Max Throughput vs Theoretical Throughput
Since SIMD works by packing as many 32bit FP values as possible (in the case of 3DNow, 2, SSE, 4) into the operand registers (or memory) and then performing the operating on these registers, it is evident that 3DNow can only perform two normal floating point operations per operation. SSE, on the other hand can perform four floating point operations per operation. The reason I say per operation rather than per clock is because the current 3DNow implementations found in AMDs processors can perform 2 SIMD operations per clock. This means that the peak throughput of both SSE and 3DNow is four floating point operations per clock. The problem with the 3DNow implementation is that the two SIMD operations which are to be executed simultaneously cannot be both additions, or both multiplies.

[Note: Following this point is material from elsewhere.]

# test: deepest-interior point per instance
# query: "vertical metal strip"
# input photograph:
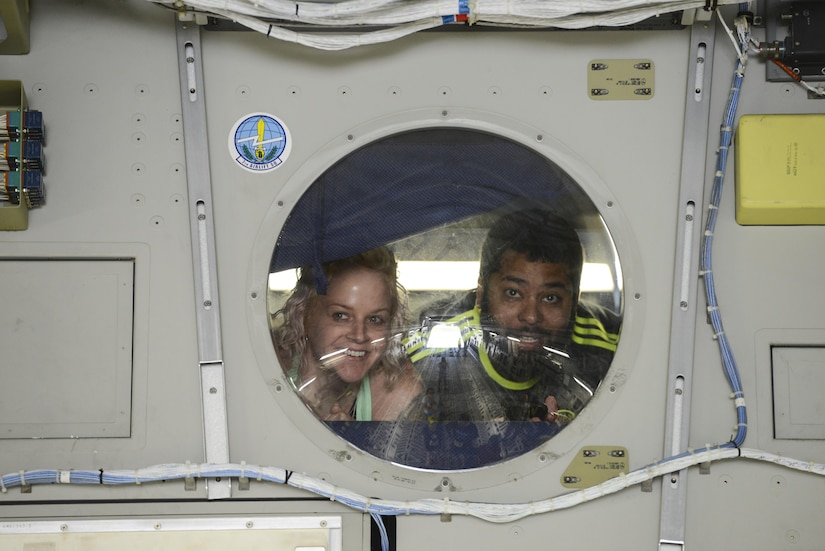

After skimming the Intel CPU documentation (800+ page acrobat file, cut me some slack :) it doesn't look as if SSE has any pairing restrictions (i.e which two instructions must go together for optimal performance). This makes sense because the SSE unit does not handle two SIMD instructions per clock anyway. Quality optimization, both hand and machine (compiler), should virtually alleviate the pairing restrictions in the 3DNow implementation.